Crick in Your Neck: How to Get Relief

Crack in your neck is a condition where there are small bones or cartilage inside the vertebrae of the spine. These bones may be fused together causing pain and/or discomfort. There are different types of cracks in the body such as herniated disks, osteomyelitis (inflammation of bone), sciatica (painful spasms) and others.

The cause of crack in the neck is not known but it is believed that they occur due to trauma during birth. A baby’s head may move forward while being born which causes pressure on the back of the spinal cord resulting in a crack. Sometimes these cracks are found at birth and sometimes after years of normal use.

Cracks in the neck can be caused by accidents like falls, injuries from sports, or even some types of cancer treatments.

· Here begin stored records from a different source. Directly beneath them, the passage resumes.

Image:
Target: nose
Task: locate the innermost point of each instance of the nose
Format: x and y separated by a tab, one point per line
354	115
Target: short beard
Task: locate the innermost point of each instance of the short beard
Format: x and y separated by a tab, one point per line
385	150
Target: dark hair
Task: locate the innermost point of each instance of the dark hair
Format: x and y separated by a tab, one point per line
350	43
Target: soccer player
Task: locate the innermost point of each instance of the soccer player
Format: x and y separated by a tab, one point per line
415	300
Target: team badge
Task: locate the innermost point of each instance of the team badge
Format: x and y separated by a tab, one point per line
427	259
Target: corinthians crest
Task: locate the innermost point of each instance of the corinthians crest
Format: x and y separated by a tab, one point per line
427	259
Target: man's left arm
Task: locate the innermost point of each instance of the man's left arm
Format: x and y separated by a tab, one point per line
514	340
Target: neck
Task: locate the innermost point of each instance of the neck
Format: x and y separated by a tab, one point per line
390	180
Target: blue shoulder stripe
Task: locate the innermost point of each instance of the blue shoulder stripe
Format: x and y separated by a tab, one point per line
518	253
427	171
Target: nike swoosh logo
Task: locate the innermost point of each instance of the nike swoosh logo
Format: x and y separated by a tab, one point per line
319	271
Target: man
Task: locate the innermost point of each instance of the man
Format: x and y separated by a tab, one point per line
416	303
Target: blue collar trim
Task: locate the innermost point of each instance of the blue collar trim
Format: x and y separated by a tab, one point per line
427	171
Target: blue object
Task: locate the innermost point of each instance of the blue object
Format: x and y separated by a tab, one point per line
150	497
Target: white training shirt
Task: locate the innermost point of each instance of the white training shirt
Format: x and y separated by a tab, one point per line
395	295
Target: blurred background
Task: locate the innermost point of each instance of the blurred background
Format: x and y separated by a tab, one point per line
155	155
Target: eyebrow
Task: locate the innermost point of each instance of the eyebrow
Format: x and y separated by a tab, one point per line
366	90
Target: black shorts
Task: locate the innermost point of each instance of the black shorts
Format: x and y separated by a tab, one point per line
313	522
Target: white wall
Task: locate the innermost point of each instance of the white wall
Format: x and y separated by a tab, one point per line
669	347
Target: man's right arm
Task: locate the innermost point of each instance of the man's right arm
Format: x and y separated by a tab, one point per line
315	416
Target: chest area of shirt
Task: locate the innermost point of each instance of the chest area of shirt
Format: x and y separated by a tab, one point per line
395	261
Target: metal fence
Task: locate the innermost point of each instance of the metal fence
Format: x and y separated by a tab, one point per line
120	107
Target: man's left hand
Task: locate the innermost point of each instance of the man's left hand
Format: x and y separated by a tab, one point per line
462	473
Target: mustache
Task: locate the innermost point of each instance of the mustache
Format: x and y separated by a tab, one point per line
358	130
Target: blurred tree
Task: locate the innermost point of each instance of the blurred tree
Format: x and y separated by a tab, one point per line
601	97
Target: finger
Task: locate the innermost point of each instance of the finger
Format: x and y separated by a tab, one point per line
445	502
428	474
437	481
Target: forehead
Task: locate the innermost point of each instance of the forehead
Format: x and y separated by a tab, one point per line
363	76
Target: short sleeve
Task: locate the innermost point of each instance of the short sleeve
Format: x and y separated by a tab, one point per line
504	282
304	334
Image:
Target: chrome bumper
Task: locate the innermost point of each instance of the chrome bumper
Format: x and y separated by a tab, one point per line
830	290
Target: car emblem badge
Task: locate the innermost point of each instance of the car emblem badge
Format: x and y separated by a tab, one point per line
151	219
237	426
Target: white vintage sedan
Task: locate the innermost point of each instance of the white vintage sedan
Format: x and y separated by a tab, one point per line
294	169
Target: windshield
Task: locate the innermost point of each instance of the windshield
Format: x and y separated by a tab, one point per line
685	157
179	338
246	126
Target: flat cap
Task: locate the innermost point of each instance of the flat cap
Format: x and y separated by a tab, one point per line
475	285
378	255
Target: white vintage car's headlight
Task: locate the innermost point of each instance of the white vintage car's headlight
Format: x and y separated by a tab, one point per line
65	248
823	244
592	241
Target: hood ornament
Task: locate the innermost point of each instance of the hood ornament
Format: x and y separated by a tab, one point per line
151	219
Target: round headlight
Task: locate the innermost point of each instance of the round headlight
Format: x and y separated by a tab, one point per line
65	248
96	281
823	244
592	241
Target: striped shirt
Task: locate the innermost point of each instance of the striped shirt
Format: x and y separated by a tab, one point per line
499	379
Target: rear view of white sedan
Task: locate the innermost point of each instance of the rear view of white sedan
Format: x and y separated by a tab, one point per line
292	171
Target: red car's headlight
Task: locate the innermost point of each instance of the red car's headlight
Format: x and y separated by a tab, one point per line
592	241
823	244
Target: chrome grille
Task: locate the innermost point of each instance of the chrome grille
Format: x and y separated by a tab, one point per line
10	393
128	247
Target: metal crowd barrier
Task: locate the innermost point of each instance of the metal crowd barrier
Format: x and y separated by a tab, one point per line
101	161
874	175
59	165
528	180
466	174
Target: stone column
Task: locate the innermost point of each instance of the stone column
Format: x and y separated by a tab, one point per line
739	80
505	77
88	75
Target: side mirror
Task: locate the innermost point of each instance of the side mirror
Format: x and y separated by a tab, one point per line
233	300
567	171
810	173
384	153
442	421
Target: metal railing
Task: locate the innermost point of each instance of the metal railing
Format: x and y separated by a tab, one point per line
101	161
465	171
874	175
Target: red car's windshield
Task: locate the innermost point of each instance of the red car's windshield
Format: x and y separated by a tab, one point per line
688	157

It is very common for someone to have a crack in their neck when they were young. They usually develop them between the ages of 5 and 10. However, if the person was born with a cracked neck then it can happen later in life.

People who suffer from crick in necks tend to experience pain throughout their bodies especially around the area where the crack is located.

People with the condition often complain of constant neck pain, back pain, shoulder pain and headaches. The pain is usually felt when the person is not active but not always. The pain can also be caused by sleeping in an awkward position or during periods of bad posture.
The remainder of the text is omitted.